3. EXECUTE – User adds item to the cart & places the order
Now when the user adds the dress to the cart, the app provides appropriate animation feedback showcasing that the item has been added to the cart.
On the checkout page, the user can place the order by clicking on “Place Order” button which acts as a signifier. After the order is placed, the user receives an email which acts as a feedback to placing an order (Fig 3a).
But what if the user wants to delete a particular item or add more of it? There is no provision on the checkout page to do so. Here is a solution for the same (Fig 3b). Incase the user wants to add or remove a product, they can simply click ‘+’ or ‘-’ on either side of the mentioned quantity. The user can also click on the ‘delete icon’ on the top right corner of the image to remove that product completely from the cart.

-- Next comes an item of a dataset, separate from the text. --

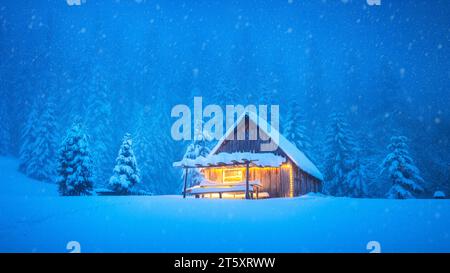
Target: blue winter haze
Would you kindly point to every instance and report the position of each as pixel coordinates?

These added affordances will make it convenient for the user to take the required steps and not make them feel helpless as such features are a part of the user’s learnt behavior.
GULF OF EVALUATION
The Gulf of Evaluation, a concept from Don Norman’s principles of design, refers to the cognitive effort a user must make to understand system status, feedback, and how to interpret the information presented. In context of Shein app, we have seen multiple examples where this theory works very well. The app has good discoverability of features, mapping is done well, affordances are clear, signifiers are logical, constraints are specified and feedback is instant. Overall, the app has a good Conceptual Model as per Don Norman’s principles and stages of actions. But not to forget, any application always has the scope to better itself for incremental growth and success.